Lewmar V700 windlass installation

My 8 Y/O original Lewmar 600 died last week so today I completed the removal and reinstall of a new 700V. Went pretty straight forward using the original toggle two way switch and original 35 Amp breaker which were factory installed. Only had to do a little additional cutting of the deck hole and drill on 3/8" mounting hole. I think I may have a cover made to snap over the windlass to protect it from the elements for the 95% of the time it isn't used.

The instructions indicated that there were two small wires that came from a built in magnetic detector that I was really hoping to use as I had added an outside reed switch to the old unit. No wires to be found. Bummer. Have to go back to the exposed switch and magnet on the gypsy.
 
When I called the factory they were unaware that the wires/magnetice counter were no longer being installed in the unit They have sent me one of the shelf that I can "pop" in to the recess slot at the bottom of the gypsy on the underside.
 
Had a question about installing a Windlass on a 22.

Where is the chain and rode stored? Does it cut into headroom and space in the birth? Where does the water drain when you pull anchor?

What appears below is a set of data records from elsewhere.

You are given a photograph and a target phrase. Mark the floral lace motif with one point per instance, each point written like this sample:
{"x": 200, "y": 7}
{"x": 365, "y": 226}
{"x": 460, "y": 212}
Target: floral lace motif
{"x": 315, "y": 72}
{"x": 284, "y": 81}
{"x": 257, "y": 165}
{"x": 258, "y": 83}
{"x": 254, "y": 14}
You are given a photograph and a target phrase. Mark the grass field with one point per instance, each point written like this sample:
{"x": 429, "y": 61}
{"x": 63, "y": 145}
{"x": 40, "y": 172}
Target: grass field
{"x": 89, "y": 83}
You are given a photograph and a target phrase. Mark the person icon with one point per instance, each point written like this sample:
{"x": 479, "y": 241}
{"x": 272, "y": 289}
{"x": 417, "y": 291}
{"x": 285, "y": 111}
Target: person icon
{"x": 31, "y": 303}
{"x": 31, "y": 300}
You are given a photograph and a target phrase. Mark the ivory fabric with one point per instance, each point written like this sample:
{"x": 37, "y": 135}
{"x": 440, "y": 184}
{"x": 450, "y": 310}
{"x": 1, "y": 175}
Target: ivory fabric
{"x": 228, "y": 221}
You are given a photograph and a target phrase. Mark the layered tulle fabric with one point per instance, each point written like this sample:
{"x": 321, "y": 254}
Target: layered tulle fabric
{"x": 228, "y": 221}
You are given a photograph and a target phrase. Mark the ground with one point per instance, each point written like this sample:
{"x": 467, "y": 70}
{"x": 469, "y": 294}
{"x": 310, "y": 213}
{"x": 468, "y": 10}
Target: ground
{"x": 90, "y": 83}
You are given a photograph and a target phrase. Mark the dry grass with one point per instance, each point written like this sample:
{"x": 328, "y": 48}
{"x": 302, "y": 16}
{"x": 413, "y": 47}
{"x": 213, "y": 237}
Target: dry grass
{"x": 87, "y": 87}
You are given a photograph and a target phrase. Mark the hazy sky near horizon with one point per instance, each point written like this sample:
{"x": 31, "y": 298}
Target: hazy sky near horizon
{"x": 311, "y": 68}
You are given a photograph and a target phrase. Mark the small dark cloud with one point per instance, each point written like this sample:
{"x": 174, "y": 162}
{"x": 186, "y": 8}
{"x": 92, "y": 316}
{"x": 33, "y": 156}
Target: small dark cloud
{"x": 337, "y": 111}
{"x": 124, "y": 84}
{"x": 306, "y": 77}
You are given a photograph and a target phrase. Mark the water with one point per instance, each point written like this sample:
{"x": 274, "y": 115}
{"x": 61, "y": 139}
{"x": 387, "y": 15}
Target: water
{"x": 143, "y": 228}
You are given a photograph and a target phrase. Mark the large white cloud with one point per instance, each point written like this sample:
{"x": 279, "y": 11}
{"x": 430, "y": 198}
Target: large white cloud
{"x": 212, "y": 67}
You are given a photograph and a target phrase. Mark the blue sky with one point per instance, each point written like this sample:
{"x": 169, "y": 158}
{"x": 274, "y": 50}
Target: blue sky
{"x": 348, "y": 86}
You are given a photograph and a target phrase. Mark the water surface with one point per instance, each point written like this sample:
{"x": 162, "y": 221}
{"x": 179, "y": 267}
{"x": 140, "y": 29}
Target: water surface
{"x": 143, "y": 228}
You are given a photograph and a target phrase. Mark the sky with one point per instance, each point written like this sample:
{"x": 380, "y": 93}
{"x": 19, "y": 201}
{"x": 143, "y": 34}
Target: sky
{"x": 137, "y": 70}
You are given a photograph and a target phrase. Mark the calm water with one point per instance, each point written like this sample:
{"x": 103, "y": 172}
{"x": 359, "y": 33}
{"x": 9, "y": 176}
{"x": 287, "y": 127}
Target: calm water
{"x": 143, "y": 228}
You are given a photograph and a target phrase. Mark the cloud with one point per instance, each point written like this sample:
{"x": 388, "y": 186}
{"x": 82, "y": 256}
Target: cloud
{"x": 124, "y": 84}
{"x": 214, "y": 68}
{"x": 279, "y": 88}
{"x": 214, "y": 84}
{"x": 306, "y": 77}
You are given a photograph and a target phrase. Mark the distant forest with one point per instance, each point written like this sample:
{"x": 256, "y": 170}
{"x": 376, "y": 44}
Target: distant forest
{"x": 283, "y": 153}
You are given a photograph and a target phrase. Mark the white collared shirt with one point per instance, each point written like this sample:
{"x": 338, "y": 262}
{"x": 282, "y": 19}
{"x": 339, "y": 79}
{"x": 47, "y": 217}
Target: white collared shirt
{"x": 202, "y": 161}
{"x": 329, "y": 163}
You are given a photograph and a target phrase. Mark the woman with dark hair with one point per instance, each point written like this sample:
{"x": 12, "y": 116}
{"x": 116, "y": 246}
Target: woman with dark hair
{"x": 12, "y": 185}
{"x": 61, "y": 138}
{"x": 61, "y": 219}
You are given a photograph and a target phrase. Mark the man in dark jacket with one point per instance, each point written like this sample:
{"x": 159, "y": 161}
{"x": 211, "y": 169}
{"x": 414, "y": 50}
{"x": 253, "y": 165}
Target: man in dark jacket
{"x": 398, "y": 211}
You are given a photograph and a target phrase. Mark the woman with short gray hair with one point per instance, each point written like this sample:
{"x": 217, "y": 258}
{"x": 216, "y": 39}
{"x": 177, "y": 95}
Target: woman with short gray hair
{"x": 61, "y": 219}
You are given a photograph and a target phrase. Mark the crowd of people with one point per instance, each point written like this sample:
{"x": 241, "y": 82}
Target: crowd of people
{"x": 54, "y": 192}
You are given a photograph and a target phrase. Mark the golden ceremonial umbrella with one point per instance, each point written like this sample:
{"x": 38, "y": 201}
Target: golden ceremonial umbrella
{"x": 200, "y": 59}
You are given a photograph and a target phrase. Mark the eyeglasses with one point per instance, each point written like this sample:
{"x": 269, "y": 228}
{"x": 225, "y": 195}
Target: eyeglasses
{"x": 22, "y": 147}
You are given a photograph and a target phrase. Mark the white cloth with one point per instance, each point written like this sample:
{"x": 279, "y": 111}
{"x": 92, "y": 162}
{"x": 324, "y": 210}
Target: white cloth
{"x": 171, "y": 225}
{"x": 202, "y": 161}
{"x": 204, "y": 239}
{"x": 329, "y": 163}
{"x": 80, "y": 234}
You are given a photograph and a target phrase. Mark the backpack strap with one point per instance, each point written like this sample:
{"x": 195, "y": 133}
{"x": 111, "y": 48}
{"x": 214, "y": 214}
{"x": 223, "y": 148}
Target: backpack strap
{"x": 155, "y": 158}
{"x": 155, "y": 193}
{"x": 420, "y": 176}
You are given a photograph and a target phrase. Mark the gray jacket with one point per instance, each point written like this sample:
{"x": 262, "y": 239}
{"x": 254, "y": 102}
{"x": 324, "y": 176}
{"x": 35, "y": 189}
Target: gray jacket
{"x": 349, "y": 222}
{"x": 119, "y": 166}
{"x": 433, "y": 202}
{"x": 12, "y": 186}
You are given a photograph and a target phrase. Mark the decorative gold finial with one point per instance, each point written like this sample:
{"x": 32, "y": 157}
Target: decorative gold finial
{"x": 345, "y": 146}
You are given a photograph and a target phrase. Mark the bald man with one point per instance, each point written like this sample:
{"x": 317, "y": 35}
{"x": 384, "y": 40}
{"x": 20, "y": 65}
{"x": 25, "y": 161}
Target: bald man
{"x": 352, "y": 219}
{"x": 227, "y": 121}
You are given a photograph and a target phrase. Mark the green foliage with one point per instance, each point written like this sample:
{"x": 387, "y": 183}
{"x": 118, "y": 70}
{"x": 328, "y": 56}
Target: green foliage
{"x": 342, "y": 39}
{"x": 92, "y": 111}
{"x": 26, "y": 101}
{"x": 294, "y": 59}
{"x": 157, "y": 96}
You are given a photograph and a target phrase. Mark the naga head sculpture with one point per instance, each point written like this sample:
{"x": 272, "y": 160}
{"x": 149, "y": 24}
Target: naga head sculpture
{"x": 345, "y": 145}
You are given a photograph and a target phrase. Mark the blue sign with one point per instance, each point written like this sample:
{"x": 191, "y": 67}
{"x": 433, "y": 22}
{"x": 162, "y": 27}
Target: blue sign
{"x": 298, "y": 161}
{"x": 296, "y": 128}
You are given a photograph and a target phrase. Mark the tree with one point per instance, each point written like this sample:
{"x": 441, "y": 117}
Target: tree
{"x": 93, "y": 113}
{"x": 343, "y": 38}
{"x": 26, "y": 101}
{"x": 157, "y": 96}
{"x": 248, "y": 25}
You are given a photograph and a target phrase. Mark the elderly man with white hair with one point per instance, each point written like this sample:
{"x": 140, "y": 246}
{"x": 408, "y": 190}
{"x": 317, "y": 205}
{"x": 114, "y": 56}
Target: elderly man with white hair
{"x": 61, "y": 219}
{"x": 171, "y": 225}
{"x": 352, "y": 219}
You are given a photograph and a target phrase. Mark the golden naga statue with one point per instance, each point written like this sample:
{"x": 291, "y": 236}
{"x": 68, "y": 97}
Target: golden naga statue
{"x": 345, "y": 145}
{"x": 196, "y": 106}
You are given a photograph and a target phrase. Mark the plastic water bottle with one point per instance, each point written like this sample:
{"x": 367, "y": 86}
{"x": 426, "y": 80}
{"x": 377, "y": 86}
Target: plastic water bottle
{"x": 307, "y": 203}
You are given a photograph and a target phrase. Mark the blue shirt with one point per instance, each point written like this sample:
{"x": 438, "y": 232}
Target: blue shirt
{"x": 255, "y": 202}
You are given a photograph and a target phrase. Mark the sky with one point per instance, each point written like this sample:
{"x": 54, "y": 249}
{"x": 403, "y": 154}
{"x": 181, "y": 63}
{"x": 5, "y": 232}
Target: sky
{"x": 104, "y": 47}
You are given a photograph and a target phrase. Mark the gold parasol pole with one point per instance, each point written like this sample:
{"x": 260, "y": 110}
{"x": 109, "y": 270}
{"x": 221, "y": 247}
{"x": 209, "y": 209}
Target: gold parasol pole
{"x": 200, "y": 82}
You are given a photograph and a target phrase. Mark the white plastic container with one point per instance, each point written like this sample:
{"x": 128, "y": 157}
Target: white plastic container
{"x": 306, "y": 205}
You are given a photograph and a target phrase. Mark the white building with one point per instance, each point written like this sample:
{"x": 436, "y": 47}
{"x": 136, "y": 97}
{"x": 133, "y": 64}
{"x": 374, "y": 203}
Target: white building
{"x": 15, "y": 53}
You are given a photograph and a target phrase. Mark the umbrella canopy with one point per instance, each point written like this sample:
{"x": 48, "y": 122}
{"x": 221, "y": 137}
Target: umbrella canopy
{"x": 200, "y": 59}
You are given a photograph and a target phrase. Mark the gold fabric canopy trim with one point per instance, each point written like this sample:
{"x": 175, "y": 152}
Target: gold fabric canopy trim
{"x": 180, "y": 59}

Sorry for so many questions, I looked for photos of others installs but they just show the Windlass from the outside.
 
There is a triangular space at the bow end of the vee berth. The rode goes there, windlass or no windlass. There is a small drain, usually on the port side with a clamshell cover over it on the outside. It is the drain for the rode space. Occasionally people have commented that the drain is too high to allow complete drainage. There have been some issues with minor water intrusion into the hull if the drain was just drilled with no sealing. Some people have sealed the inside of the drain hole, others have put a tube into the hole and sealed that. The space for the rode, "anchor locker" is a normal feature of 22's so adding a windlass shouldn't change the space in the "locker". We have a Lewmar V700 windlass, 35ft of 1/4 chain and 300 ft of 1/2" 3 strand that fits into the space but it is tight. Were I to do it again I would probably go with a horizontal windlass instead of the vertical version.
 

***

Just a heads up.........

Our Windlass stopped working after 6 years.........
checked for 12Volts..........

***found out that both bolts that connect the red wires to the thermal circuit breaker were loose!
I am not sure if they were ever fully tight......
as it is nearly impossible to tighten.........
because they are located under the sink.........
in a small space
between the side of the sink and the bulkhead
behind the helm seat on our TomCat.


***
 
Captains Cat said:
I have had endless problems with my V700. Sometimes it will run fine for awhile (2 minutes - 10 minutes (while running on a new rode and chain) and then it will just quit. If I come back sometime later (2 hours - 10 hours), it will do the same thing again.

I have replaced the main ckt breaker, cleaned all the contacts on the up/down switch, verified all the connections good and voltage is present. I can't measure it under load (if it won't run, I don't have a load). Have searched the manual and cannot see any internal trip type motor protection. Can't call Lewmar today. I want to use the boat this weekend.

I just took off the old rode/chain, it ran fine when running it out. In winding the new one on, it quit after about 15' last night. This morning, I replaced the main breaker, checked all the connections (again) and then it ran fine until it got about 185' of the rode wound in, still have 15' of rope and 25' of chain to go and it's "dead" again.

Any help would be appreciated.

Charlie (BSEE, MSEE, E.Engr) :roll:



maybe you need bigger wire between battery & switch?